Dans son ou­vrage, pa­ru mer­cre­di, Deloche in­vite au voyage. Au rythme des pages, nous sommes avec les en­fants car­diaques de Ka­boul, de Ba­ma­ko, du Cam­bodge. C’est de ce pays que lui vient son sur­nom d’Elé­phant blanc, ani­mal vé­né­ré de l’Asie boud­dhiste où il fut très sé­rieu­se­ment éle­vé au grade de « com­man­deur de l’ordre » en 2001. « Les hô­pi­taux que l’on construit, ce sont des McDo­nald’s du coeur… On fait des struc­tures stan­dar­di­sées pour être vite opé­ra­tion­nels. En­suite, l’hu­main prime », dé­crypte-t-il. Mais au­jourd’hui, être hu­ma­ni­taire, c’est aus­si être une cible. « Sau­ver sans pé­rir est un dé­fi », écrit-il.

Quel contraste de l’en­tendre ra­con­ter ses opé­ra­tions de for­tune de­vant l’HEGP, sym­bole ab­so­lu de la mo­der­ni­té, où il fut chef du pôle car­dio­vas­cu­laire. Iro­nie de l’his­toire, c’est là aus­si qu’il a su­bi en 2011 son triple pon­tage co­ro­na­rien. « Etre opé­ré dans son propre bloc, c’est quelque chose », dit-il pu­di­que­ment. Au­jourd’hui, mal­gré quelques ki­los en plus, il va « plu­tôt bien ». « Il est in­fa­ti­gable, cor­rige son ami le jour­na­liste Paul Na­hon qui l’a re­joint à la Chaîne de l’es­poir. C’est un pé­da­gogue, un trans­met­teur. Je l’ai vu opé­rer des gosses sub­cla­quants qui cou­raient comme des ca­bris quelques heures plus tard. » A peine lui re­con­naît-il une « mau­vaise foi… per­ma­nente » !

B­TIR ET TRANS­METTRE

Après ce­la, dif­fi­cile de s’ima­gi­ner que ce fils d’une fa­mille bour­geoise en­ga­gée (son grand-oncle est le Prix No­bel de la paix Al­bert Sch­weit­zer, un mé­de­cin pré­cur­seur de l’hu­ma­ni­taire) a ra­té quatre fois son bac. « J’étais cancre pro­fes­sion­nel », re­ven­dique-t-il. Si sa pre­mière vo­ca­tion était de de­ve­nir « pas­teur-ou­vrier », il est fi­na­le­ment « en­tré en mé­de­cine, comme on entre en re­li­gion ». « Il est pro­tes­tant, rap­pelle Paul Na­hon. Très pu­dique. Il blague non-stop mais on sait peu de chose de lui. » C’est vrai. Dans son ou­vrage, le doc­teur qui a consa­cré sa vie à l’hô­pi­tal se livre à tout-va, mais l’homme ap­pa­raît peu. Tout juste ap­pre­nons-nous qu’il a six en­fants et cinq pe­tit­sen­fants dont un qui fait mé­de­cine… en Rou­ma­nie, « vic­time de la sé­lec­tion en uni­ver­si­té ». « Vivre entre l’hô­pi­tal et tous ces pays, c’est un peu chao­tique pour une fa­mille… » dit-il en sus­pen­dant sa phrase.
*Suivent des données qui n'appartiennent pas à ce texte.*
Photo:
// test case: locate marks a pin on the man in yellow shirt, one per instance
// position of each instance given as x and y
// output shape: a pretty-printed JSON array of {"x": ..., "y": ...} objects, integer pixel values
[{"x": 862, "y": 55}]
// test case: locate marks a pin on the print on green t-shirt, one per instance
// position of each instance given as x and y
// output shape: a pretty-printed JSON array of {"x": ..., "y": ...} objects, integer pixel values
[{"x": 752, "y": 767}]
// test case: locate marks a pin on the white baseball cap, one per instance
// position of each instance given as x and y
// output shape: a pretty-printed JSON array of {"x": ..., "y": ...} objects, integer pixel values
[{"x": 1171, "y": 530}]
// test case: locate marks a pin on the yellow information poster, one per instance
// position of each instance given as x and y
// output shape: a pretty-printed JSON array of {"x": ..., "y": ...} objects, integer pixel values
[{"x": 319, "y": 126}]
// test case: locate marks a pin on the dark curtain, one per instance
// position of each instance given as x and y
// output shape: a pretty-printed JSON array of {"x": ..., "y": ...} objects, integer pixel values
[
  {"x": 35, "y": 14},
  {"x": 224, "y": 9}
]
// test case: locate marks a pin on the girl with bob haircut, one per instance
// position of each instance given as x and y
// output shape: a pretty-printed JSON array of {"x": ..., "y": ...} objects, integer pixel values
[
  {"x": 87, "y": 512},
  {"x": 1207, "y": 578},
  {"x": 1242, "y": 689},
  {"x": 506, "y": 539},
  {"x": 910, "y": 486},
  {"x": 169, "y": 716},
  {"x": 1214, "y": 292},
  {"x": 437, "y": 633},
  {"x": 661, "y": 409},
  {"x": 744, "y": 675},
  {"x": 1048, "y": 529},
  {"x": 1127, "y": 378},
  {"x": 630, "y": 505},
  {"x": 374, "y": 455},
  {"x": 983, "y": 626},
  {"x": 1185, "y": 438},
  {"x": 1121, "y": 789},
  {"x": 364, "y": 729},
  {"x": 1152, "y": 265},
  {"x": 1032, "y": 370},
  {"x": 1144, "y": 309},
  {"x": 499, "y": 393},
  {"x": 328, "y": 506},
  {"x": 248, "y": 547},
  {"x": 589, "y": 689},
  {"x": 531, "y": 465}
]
« T’es beau dans ta veste jaune ! » l’in­ter­pelle un mé­de­cin, qui met fin aux confi­dences. La Ves­pa at­tend. Alain Deloche file au bu­reau. « Dites bien, s’in­quiète-til, que le plus im­por­tant, c’est bâ­tir et trans­mettre. Tou­jours. » « Un élé­phant blanc, ça ne change pas de cou­leur », d’Alain Deloche, chez Mi­chel La­fon, 17,95 €.

Hô­pi­tal eu­ro­péen Geor­ges­Pom­pi­dou (Pa­ris XVe), jeu­di. Alain Deloche, pion­nier de la chi­rur­gie car­diaque et fon­da­teur de Mé­de­cins sans fron­tières.